For starters, he could embolden Taiwan to be more aggressive in trying to upend the status quo. Indeed, Tsai’s own Democratic Progressive Party is officially committed to Taiwan’s independence, and while Tsai herself has not yet sought to realize revisionist goals, that could change if she feels that Trump is sympathetic to her cause.
Trump could also do damage by inflaming Chinese government and military hardliners, if he confirms their belief that the U.S. wants to undermine their country’s “core interests” — namely, sustaining the appearance, if not the reality, that there is only one China.

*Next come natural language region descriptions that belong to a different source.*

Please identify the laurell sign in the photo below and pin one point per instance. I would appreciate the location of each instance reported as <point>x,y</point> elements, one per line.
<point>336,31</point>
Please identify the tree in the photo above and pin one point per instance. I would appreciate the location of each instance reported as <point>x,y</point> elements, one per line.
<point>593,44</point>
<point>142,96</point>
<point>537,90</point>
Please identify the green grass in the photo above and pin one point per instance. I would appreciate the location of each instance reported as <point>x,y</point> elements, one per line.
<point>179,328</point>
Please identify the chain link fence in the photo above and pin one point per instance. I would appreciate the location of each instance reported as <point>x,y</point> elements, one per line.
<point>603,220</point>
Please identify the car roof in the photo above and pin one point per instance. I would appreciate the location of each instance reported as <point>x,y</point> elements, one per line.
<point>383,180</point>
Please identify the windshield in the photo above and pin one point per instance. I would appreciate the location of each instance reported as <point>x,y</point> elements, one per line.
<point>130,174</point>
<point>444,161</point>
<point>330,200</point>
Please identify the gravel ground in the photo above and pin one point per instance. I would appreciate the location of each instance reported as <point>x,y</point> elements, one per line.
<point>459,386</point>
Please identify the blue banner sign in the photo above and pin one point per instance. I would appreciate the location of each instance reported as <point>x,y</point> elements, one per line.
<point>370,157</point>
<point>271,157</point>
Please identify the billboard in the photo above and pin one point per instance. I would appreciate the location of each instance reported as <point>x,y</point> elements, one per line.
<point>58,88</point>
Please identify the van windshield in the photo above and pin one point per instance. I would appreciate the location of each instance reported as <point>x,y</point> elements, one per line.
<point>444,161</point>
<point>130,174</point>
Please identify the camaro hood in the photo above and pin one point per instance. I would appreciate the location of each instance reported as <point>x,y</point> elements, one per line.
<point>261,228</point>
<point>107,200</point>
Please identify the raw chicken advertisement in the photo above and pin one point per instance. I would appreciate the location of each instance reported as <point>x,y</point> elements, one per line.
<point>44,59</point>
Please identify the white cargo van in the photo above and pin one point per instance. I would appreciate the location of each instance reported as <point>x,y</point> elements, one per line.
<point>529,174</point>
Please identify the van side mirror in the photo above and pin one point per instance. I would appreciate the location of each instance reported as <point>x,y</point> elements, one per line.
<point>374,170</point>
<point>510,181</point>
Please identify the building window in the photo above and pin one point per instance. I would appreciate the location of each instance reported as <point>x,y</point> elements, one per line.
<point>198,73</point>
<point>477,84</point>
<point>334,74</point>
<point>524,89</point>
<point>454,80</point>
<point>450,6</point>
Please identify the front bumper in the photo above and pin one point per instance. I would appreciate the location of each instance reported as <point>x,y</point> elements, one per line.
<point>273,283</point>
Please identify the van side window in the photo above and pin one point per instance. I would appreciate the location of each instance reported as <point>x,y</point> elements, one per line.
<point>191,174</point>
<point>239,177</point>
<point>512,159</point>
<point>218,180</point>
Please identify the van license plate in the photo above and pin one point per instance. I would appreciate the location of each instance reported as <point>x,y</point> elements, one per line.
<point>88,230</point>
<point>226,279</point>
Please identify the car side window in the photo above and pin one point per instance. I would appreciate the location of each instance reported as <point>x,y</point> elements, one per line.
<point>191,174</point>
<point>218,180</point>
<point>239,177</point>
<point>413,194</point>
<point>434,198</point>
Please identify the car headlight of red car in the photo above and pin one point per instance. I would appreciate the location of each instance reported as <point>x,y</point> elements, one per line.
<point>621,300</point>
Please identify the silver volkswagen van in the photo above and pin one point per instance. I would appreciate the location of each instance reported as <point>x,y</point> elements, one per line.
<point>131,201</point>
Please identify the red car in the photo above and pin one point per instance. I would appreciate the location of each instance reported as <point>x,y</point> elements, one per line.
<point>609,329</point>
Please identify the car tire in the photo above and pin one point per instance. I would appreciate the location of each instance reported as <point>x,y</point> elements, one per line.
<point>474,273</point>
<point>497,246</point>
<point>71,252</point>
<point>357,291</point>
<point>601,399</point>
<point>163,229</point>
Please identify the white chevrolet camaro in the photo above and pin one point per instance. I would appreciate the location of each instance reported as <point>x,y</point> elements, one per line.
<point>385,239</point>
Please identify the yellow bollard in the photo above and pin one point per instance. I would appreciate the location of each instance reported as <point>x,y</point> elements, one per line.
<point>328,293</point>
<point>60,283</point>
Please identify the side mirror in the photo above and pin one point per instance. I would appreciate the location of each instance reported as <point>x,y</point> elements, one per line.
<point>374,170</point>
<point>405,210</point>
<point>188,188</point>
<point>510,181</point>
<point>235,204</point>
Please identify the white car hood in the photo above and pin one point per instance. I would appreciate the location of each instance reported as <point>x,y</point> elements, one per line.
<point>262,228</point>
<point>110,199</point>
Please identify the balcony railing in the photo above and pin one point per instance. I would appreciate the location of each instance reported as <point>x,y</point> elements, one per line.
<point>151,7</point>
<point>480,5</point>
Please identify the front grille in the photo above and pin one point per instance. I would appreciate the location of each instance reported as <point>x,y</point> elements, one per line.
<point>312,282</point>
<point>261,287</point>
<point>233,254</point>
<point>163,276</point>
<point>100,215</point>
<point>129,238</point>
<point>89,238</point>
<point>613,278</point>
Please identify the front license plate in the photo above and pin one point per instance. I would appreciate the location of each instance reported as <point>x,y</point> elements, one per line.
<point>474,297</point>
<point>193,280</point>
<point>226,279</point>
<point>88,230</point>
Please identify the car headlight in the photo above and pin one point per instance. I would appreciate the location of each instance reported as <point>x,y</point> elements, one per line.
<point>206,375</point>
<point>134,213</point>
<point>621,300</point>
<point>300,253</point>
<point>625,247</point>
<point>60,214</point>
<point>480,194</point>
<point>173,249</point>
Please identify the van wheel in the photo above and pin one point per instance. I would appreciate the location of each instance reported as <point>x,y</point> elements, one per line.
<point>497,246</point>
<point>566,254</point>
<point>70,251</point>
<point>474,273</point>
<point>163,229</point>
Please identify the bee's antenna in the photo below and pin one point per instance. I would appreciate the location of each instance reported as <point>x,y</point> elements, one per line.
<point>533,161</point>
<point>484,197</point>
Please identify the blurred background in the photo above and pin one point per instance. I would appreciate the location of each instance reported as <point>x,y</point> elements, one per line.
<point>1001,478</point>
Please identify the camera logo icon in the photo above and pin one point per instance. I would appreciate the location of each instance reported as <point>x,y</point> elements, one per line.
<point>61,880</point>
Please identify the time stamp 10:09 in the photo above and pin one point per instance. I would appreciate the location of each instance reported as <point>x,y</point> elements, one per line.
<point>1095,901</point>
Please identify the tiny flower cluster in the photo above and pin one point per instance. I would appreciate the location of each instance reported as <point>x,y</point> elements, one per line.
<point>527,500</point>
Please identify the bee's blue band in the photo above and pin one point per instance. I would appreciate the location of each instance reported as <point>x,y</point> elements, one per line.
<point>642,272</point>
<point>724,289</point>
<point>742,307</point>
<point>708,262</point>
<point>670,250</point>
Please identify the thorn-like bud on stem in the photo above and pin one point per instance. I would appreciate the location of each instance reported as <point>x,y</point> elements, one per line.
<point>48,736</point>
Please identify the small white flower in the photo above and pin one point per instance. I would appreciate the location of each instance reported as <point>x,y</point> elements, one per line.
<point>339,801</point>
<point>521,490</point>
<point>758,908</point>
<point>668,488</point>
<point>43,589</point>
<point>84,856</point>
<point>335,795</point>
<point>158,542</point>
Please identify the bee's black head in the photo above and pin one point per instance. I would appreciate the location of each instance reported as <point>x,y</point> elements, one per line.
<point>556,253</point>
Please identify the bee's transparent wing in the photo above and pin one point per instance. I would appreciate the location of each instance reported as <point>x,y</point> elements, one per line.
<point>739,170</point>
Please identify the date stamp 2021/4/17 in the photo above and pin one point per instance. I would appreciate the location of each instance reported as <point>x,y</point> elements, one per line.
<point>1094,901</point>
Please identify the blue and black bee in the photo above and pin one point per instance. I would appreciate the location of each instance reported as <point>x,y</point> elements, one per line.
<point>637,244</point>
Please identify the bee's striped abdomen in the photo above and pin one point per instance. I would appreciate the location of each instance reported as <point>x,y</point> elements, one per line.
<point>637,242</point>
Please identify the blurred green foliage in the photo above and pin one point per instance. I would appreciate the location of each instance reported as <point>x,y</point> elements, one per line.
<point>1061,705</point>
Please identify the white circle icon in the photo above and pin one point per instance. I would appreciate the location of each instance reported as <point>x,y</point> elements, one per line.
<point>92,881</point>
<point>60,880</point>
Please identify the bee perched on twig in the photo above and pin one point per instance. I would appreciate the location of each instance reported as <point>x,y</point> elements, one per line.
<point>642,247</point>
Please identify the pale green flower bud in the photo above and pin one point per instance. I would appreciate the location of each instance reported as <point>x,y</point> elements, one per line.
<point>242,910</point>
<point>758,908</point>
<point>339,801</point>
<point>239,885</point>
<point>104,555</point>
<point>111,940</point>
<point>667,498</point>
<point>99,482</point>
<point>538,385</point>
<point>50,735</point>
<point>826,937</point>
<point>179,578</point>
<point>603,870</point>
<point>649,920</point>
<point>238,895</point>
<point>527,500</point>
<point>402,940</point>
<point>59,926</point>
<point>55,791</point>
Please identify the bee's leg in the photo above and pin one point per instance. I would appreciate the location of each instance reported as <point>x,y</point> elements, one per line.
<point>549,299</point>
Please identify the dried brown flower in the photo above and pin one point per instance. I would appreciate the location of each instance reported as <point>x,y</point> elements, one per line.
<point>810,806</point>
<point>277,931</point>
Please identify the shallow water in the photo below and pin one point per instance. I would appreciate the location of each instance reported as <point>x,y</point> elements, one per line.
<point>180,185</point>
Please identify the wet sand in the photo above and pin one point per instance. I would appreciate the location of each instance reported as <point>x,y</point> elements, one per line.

The latest example of Trump being not so diplomatic when it comes to diplomacy — he’s refusing to allow any current ambassador to remain in his or her post beyond Jan. 20, the day he is sworn in as president. Perhaps the most relevant part of Politico’s examination of the decision is this:
In typical presidential transitions, politically appointed ambassadors have been allowed to stay on the job for weeks or months after the new president has taken office. It’s partly been done this way out of personal courtesy for their family situations, but also to allow for some continuity as the new administration moves to fill a vast number of postings stateside and abroad.
Thus, on one level Trump is wantonly disrupting the lives of men and women who, regardless of how well they have represented the U.S. around the globe, are associated with Barack Obama. Meanwhile, he also is unnecessarily disrupting U.S. diplomacy.
Anything Trump does on the international stage will be overshadowed by how he deals with Russian president Vladimir Putin. Presuming he takes as credible information that Russia tried to influence the outcome of the 2016 U.S. presidential election, Trump would be hard pressed to continue saying some of the kind words he’s used in the past.